“I believe it is essential to the intellectual life of a university that there should be ferment, discussion, and disagreement,” he explained, saying it is “healthy” to include faculty who do not share Catholic beliefs. “But the university cannot be Catholic in its intellectual life unless it includes enough faculty whose teaching and research promote the Catholic intellectual tradition.”
The Catholic University of America has done “a great deal” to implement the apostolic constitution, Garvey reported. He also noted that the institution is the national university of the Catholic Church and was given its charter by Pope Leo XIII.
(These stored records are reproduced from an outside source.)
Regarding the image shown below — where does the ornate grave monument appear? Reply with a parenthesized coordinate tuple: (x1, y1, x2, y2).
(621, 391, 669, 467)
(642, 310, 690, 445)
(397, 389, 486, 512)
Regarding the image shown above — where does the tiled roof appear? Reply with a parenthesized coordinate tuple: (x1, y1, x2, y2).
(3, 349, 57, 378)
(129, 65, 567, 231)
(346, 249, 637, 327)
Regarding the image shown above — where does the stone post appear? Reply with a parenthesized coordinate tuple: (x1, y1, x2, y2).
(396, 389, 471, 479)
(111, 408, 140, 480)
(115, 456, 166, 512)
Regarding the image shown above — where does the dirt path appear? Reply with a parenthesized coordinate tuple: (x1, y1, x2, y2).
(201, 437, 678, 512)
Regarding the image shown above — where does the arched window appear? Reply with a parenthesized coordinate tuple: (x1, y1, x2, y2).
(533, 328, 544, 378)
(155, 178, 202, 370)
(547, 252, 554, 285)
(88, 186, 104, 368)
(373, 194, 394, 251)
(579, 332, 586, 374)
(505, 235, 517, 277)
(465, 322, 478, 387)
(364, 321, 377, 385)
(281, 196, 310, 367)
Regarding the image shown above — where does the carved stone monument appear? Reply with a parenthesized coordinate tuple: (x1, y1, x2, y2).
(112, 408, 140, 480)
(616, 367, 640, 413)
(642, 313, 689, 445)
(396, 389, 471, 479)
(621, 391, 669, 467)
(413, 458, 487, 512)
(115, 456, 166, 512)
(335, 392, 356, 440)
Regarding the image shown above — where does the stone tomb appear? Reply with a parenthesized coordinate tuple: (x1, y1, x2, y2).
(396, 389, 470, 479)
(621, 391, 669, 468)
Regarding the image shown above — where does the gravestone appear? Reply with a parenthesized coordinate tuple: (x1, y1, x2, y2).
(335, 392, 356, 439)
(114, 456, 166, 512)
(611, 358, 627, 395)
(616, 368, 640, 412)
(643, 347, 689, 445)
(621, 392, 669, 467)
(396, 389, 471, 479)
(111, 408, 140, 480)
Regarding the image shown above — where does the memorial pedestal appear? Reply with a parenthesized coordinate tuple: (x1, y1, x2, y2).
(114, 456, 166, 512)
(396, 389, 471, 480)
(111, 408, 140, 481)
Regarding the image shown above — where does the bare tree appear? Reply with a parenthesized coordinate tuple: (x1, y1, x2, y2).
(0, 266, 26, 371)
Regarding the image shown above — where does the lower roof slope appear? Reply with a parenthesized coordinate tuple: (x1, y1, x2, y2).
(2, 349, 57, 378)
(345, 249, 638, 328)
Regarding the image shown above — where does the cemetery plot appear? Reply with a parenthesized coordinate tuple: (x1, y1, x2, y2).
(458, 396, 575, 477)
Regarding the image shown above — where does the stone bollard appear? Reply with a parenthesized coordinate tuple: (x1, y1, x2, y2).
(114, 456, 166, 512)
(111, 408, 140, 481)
According to Garvey, the Catholic identity of the school is discussed in the hiring of faculty, while a candidate’s willingness to “respect and contribute to our mission” is a consideration in granting tenure.
“Our Office of Campus Ministry helps students follow Christ and live the values of the Gospel within the context of the Catholic faith,” he added.
In his view, “Ex Corde Ecclesiae” and the bishops’ norms are not “an effort on the part of the Church to recover some golden age of Catholic higher education.”
“There was never a time -- at least not in the past two centuries -- when Catholic colleges and universities were great and distinctively Catholic institutions of learning,” he continued, characterizing Catholic higher education in the nineteenth and early twentieth centuries as relatively attractive.
“There was little graduate instruction before the founding of The Catholic University of America in 1887,” he told CNA.
“In the latter half of the twentieth century, when universities like Georgetown, Boston College, Notre Dame, Fordham, St. John's, and others formed aspirations of greatness, faculties did not give enough thought to how American Catholic schools might be great in a Catholic way. This is the invitation that Ex Corde Ecclesiae sets before us.”